A psychiatrist attempts to treat David Dunn and Kevin Crumb,
unaware that Elijah Price plans to reveal superhumans to the world.
Written and Directed by M. Night Shyamalan
Starring James McAvoy, Bruce Willis, Samuel L. Jackson,
Sarah Paulson, Anya Taylor-Joy, Spencer Treat Clark,
Sequel to 2017's Split
I didn't think it was possible for me to be excited about an M. Night Shyamalan film again, but after he knocked it out of the park with Split, his career managed to achieve a second wind. He'd built a shared universe that nobody anticipated, revisiting the world he'd established with Unbreakable by introducing a villain every bit as strong as David Dunn (Bruce Willis). Glass was the film that would finally bring them together, with the sinister Elijah Price (Samuel L. Jackson) acting as the puppet master. Though the film had some faults, mainly in its third act, it's an entertaining and grounded finale to a franchise that virtually came out of nowhere.

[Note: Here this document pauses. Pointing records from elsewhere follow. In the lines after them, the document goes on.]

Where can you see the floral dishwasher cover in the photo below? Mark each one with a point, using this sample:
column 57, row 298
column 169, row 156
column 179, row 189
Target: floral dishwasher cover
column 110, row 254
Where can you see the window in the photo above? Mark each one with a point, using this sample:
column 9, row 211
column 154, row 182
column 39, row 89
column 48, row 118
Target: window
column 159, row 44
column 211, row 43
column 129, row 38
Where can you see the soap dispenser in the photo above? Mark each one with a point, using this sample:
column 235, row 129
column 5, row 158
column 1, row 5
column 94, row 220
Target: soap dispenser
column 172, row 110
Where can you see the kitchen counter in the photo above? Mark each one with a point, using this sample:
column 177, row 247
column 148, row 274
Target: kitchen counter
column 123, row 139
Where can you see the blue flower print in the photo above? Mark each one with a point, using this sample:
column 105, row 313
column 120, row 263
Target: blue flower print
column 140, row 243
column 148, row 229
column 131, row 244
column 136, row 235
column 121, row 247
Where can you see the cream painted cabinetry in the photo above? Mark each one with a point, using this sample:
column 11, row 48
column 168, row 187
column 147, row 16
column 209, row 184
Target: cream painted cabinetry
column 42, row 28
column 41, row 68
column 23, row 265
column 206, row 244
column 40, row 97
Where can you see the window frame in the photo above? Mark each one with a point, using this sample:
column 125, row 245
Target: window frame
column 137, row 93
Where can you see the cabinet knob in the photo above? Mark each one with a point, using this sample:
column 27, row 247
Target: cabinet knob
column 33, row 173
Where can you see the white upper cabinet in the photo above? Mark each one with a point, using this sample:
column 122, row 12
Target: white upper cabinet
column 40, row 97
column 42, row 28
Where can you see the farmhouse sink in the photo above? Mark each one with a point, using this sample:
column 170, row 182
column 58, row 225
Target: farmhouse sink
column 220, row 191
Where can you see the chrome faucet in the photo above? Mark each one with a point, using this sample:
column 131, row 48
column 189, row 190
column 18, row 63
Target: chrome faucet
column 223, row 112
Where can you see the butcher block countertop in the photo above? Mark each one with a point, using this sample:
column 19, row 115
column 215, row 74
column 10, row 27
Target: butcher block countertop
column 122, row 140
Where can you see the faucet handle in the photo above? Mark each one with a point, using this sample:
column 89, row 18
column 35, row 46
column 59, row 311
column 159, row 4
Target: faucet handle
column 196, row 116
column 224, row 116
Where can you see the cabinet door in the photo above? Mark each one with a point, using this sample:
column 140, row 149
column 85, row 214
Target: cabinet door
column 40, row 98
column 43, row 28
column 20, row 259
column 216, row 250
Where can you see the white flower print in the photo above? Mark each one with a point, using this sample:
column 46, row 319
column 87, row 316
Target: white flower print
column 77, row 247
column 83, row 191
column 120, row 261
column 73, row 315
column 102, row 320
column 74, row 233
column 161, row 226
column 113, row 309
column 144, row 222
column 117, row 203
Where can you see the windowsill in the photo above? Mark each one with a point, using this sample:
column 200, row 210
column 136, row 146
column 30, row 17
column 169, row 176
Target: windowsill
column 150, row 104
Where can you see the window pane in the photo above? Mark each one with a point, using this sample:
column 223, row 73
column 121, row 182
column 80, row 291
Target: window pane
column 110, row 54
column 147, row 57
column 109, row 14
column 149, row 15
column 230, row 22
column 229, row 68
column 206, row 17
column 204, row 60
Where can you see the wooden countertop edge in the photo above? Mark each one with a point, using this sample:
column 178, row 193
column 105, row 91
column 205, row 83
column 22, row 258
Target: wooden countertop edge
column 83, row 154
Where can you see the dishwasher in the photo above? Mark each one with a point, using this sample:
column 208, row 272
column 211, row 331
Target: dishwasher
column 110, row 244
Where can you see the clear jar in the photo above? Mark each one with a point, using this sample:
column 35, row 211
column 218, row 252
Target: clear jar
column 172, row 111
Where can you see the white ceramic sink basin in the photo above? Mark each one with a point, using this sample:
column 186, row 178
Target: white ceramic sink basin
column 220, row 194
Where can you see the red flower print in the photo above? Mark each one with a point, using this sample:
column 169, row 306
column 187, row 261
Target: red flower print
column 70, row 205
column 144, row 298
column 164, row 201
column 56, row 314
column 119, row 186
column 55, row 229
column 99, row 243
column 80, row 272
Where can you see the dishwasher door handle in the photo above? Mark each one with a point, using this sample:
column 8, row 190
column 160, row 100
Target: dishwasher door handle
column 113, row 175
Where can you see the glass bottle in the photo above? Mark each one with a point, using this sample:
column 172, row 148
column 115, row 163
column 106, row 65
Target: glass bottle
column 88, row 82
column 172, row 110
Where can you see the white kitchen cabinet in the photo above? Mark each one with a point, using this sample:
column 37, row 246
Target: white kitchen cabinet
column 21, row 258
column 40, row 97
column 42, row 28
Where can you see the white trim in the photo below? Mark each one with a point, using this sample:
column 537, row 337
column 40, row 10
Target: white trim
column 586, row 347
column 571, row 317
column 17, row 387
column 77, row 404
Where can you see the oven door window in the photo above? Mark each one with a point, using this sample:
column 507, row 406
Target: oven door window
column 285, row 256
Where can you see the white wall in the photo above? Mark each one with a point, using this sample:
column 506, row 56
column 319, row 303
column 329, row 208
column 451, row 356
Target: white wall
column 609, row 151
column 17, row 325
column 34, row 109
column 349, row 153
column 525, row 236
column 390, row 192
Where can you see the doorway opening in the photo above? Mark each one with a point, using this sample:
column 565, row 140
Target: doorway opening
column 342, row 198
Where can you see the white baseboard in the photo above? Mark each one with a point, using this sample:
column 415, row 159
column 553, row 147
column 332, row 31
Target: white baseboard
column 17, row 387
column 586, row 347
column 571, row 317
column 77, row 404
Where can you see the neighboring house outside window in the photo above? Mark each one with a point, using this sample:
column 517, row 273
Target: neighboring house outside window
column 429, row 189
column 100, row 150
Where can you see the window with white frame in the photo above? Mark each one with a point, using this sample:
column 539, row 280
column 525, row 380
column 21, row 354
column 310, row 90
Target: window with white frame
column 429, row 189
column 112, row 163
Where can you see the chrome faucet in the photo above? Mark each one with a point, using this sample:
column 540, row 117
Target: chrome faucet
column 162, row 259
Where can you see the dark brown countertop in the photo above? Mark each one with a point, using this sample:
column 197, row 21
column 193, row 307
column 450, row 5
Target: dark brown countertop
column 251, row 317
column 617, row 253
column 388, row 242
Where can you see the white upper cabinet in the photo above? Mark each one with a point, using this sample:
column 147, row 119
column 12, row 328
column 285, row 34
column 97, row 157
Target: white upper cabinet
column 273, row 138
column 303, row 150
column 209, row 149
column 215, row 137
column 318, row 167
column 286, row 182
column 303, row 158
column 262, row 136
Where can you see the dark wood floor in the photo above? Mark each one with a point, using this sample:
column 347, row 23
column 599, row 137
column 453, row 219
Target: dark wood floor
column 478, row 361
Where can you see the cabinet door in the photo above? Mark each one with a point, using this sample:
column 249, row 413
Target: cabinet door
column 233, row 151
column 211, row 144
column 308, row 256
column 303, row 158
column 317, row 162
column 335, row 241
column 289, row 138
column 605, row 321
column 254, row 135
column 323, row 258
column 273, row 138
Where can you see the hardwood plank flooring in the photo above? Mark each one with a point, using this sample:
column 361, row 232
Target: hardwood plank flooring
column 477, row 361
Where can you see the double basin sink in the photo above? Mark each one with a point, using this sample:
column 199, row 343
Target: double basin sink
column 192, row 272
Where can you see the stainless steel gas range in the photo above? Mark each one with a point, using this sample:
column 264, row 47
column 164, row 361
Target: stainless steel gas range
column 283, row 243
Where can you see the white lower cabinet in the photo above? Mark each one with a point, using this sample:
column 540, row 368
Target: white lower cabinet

The film picks up a few weeks after the events of Split, with David having been moonlighting as a vigilante for the past decade. When he and Kevin Crumb (James McAvoy, in yet another unbelievable film-stealing turn as Kevin and his host of personalities) are arrested and brought to a mental hospital, a specialist (Sarah Paulson) tries to convince them that they are not superhuman, but sick and disturbed. The film does drag a bit here due to a lot of expository dialogue and backtracking, but the performances outshine everything. Plus, the epic showdown between David and the Beast is nothing short of satisfying, even if it is cut short by Shyamalan's strangest twist, which makes sense in the context of the story but I wish had been previously established or hinted at. I won't spoil, but you'll know what I mean when you see it.
For the third act of a secret franchise twenty years in the making, Glass ultimately did not disappoint. It was an engaging thriller that built on characters we've grown to love and hate over the past two films. McAvoy continues to prove he's one of the most underrated and talented performers in Hollywood, while Willis and Jackson both bring their A game. The film is obviously a lot more fun if you've seen both Unbreakable and Split, but it stands on its own as a grounded superhero film anyway.